The Age of the Ghost Company

In the last few years a couple of tech companies have become massive, but where are the jobs?

Fred Prouser / Reuters

For most of the 20th century the companies that brought in the most money also employed the most people. For example, in 1962 General Motors was one of the top five companies by market capitalization and employed more than half a million workers. In fact, four out of the five most highly capitalized companies that year employed more than 100,000 people each. The fifth, IBM, had over 80,000. But the 21st century has seen a reversal of that pattern. By 2012, only one of the five largest companies by market capitalization (Walmart) employed more than 100,000 people, and it had way more—2.2 million. The other four—Apple, Google, Exxon, and Microsoft—had a combined total of just 300,000.

It seems that we have entered the age of the employee-less company, led by the high-growth, highly profitable tech industry. And while that might be great for investors, it’s less great for the middle class. After years of high unemployment and persistent underemployment, job creation—especially of full-time, adequate-wage jobs—is critical.

A new paper from the Brookings Institution digs into this phenomenon of highly productive, low-employment tech firms. Part of it is due to the nature of digital work, which involves fewer full-time employees compared with physical production. But other reasons include more automation (such as tightening screws on a conveyor belt) and more workers who aren’t actually considered employees (such as the more than 1 million Foxconn employees who make Apple’s devices). It’s also because the stock market and shareholders now place a higher value on leaner companies that enable shareholders to reap the benefits of profits more than they once did.

Jerry Davis, the author of the paper and a professor at the University of Michigan School of Business notes that in the current market, some of the most profitable and well-known employers continue to keep workforce numbers low, even after going public. Facebook, with its nearly $300 billion market cap still has fewer than 15,000 full-time employees. Similarly, Twitter and Yelp, with high stock valuations and millions of users, both have under 5,000 employees, he notes. And those numbers might not budge all that much in the future.” Most startups never actually grow much beyond their larval stage,” Davis says. In fact, since the turn of the century, the company with the most significant post-IPO job growth was almost the opposite of a youth-driven technology firm, it was Brookdale Senior Living, an operator of senior-citizen facilities across the country.
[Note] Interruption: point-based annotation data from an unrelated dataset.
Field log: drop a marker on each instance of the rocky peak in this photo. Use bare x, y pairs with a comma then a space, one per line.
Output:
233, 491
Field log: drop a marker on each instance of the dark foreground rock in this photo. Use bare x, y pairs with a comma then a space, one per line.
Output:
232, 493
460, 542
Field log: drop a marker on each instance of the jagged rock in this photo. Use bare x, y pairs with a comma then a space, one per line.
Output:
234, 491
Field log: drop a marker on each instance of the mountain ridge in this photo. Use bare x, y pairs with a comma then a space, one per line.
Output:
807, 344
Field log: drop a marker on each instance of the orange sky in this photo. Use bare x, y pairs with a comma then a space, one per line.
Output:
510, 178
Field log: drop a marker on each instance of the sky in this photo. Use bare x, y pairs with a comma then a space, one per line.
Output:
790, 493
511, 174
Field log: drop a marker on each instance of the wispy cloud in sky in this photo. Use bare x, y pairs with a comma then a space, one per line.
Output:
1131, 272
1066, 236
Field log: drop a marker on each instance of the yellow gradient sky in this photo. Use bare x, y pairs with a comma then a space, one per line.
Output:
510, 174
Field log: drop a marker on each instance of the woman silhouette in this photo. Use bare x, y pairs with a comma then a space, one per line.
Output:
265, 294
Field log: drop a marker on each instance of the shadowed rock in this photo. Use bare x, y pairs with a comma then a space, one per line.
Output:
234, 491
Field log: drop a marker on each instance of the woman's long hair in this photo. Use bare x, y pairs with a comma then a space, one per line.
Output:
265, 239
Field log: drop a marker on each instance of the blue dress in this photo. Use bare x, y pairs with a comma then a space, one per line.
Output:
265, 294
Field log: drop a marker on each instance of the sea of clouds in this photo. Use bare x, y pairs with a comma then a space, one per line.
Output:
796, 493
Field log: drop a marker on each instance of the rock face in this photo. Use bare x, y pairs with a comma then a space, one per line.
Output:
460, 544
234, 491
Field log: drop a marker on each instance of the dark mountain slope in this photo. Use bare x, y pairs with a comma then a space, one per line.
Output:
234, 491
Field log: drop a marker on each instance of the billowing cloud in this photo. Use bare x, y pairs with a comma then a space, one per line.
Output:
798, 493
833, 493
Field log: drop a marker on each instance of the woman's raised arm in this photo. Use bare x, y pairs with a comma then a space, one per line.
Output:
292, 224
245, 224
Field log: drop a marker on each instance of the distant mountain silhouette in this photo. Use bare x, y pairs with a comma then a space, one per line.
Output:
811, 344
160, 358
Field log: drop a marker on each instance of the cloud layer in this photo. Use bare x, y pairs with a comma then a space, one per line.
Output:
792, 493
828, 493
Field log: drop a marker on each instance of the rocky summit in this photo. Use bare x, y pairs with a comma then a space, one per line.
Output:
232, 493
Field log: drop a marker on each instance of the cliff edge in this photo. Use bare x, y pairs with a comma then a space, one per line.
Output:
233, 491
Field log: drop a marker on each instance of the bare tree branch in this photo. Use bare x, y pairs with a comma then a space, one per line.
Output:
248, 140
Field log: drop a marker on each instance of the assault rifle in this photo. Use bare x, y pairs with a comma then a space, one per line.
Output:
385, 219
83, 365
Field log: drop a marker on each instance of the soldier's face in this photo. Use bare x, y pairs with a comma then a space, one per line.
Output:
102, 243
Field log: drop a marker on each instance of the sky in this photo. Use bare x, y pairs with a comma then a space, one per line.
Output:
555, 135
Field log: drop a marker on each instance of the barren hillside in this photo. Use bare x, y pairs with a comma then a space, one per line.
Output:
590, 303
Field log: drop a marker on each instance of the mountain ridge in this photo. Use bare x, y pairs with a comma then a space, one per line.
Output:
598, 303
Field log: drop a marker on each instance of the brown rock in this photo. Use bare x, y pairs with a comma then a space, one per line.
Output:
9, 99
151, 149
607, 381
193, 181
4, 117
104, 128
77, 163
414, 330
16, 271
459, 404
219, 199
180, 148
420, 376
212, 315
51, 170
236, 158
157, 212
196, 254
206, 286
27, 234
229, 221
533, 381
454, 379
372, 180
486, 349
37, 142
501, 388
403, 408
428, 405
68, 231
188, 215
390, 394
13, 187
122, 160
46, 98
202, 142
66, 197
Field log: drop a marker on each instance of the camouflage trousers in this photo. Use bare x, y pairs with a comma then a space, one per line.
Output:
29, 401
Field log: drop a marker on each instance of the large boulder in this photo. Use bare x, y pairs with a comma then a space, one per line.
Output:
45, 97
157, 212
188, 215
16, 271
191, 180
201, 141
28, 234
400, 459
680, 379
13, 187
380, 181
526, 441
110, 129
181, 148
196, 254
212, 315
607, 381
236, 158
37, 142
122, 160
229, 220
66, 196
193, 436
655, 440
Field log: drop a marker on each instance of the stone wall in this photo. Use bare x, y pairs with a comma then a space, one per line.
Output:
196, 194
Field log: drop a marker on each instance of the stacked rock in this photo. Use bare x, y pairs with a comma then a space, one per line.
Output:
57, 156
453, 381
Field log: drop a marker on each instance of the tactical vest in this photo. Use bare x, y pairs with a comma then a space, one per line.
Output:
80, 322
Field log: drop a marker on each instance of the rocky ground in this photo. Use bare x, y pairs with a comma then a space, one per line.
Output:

There are still companies whose payroll numbers are high. After Walmart with its millions of employees, the grocery chain Kroger employs around 400,000 people, and UPS and Target have around 350,000 employees each. But most of those jobs have high turnover, paltry benefits, and low wages. By contrast, the tech jobs, with their sky-high wages and generous benefits, aren’t very common, despite a push through legislation such as the JOBS Act to help such companies grow and go public.

And then there are companies like Uber and Lyft that have small rosters of full-time employees and massive networks of more informal workers. These companies are creating “jobs,” but those jobs are self-employment gigs that don’t come with the full benefits, compensation, and protections that full-time employment does. And that can mean millions of workers left trying to cobble together a series of gigs just to make ends meet.